Wihara Dharmakaya, Riwayat Arsitektur Eropa di Klenteng Pecinan Bogor

By Agni Malagina, Sabtu, 3 April 2021 | 09:00 WIB
Wihara Dharmakaya di Jalan Siliwangi, kawasan pecinan Bogor. Awalnya merupakan tempat peristirahatan keluarga Tionghoa asal Kwitang, Batavia—kini Jakarta Pusat—pada awal abad ke-20. Kemudian didarmakan untuk biara. Pada awal 1940-an, klenteng ini dikelola oleh seorang biarawati atau suhu wanita yang bernama Tan Eng Nio. (Agni Malagina)

 Dalam tradisi Cina, naga merupakan simbol kekuatan “Yang” dan simbol kesuburan. Naga pun dapat dimaknai sebagai lambang supremasi kekuatan tertinggi dalam dunia mitologi Cina. Sementara, imaji bulatan berambut api dapat diinterpretasikan sebagai mutiara, matahari, atau bulan. Tidak seperti klenteng lain, tak ada ukiran dan pahatan motif poenix, naga atau bunga dedaunan pada bubungan atap Wihara Dharmakaya. Dua singa penjaga gerbang pun menyambut kadatangan setiap tamu. Kedua patung singa ini biasa diletakkan di muka bangunan pemerintahan dan wihara/klenteng. Singa yang terletak di sebelah kanan biasanya lengkap dengan ornamen bola di kaki kanannya. Simbol laki-laki atau kekuatan maskulin. Sementara singa di sebelah kiri dengan anak singa di kaki kirinya merupakan simbol kekuatan feminin. Keduanya merupakan penjaga bangunan penting dan simbol harmoni Yin dan Yang. Teras bangunan indis ini memiliki pintu dengan ornamen pada papan jati berupa ukiran ular naga dan burung phoenix. Satwa bersayap itu merupakan mahkluk supranatural dalam kepercayaan tradisional Cina yang merupakan simbol kekuatan Yin, pelengkap Yang yang dimiliki oleh Naga. Keduanya merupkan simbol harmoni.

Baca Juga: Riwayat Perayaan Kue Bulan: Dari Dewi Chang'e Sampai Gus Dur

Ruangan dalam Wihara Dharmakaya yang memadukan beragam budaya: tradisi Cina dan arsitektur indis.
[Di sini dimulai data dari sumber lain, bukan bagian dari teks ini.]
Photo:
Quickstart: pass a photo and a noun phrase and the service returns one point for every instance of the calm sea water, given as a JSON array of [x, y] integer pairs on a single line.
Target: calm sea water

Tampak hiasan pintu bergaya neoklasik dengan balutan art-deco khas awal abad ke-20 yang menghubungkan dua ruangan. (Agni Malagina)

 

Pada sisi lain terdapat gambar kelelawar sebagai simbol kemakmuran. Keindahan bangunan ini pun disempurnakan oleh lengkung-lengkung bingkai pintu dan jendela khas bangunan Indis. Tak ketinggalan lantai keramik djadoel bercorak dekoratif kuning kunyit dan coklat yang menambah kesan antik bangunan tersebut. Memasuki ruang utama, pengunjung akan di sambut oleh Dewa Kuan Ong, sang dewa rejeki. Tak jauh darinya terdapat tangga naik ke pagoda. Tidak seperti pagoda lain yang beranak tangga 21 yang melambangkan kebaikan, jumlah anak tangga wihara ini hanya 19. Sesampainya di atas, kita akan menemui Dewa Langit, San Tian Ong. Dari ruangan kecil di ujung menara itu kita dapat menikmati pemandangan Gunung Salak. Kembali ke ruang utama yang memajang altar Dewi Kwan Im yang berukir flora dan fauna; juga foto dari biksuni yang pernah mengabdi di wihara Kuan Im tersebut. Kesan privat lebih terasa di vihara ini. Konon menurut cerita penjaga vihara tersebut, tempat itu lebih sering digunakan oleh keluarga para biksuni untuk beribadah. Namun pada saat sembahyang Imlek, Cap Gomeh dan ulang tahun Dewi Kwan Im, wihara ini akan ramai dikunjungi umat. Di halaman samping dan belakang terdapat bangunan tambahan untuk klinik pengobatan yang dijembatani oleh taman kecil nan asri, ibarat berada di sebuah vila peristirahatan yang tenang. Demikianlah kisah Vihara Dharmakaya yang dibangun dan berhiaskan simbol-simbol dalam tradisi Negeri Tirai Bambu yang telah mengakar di bumi Nusantara.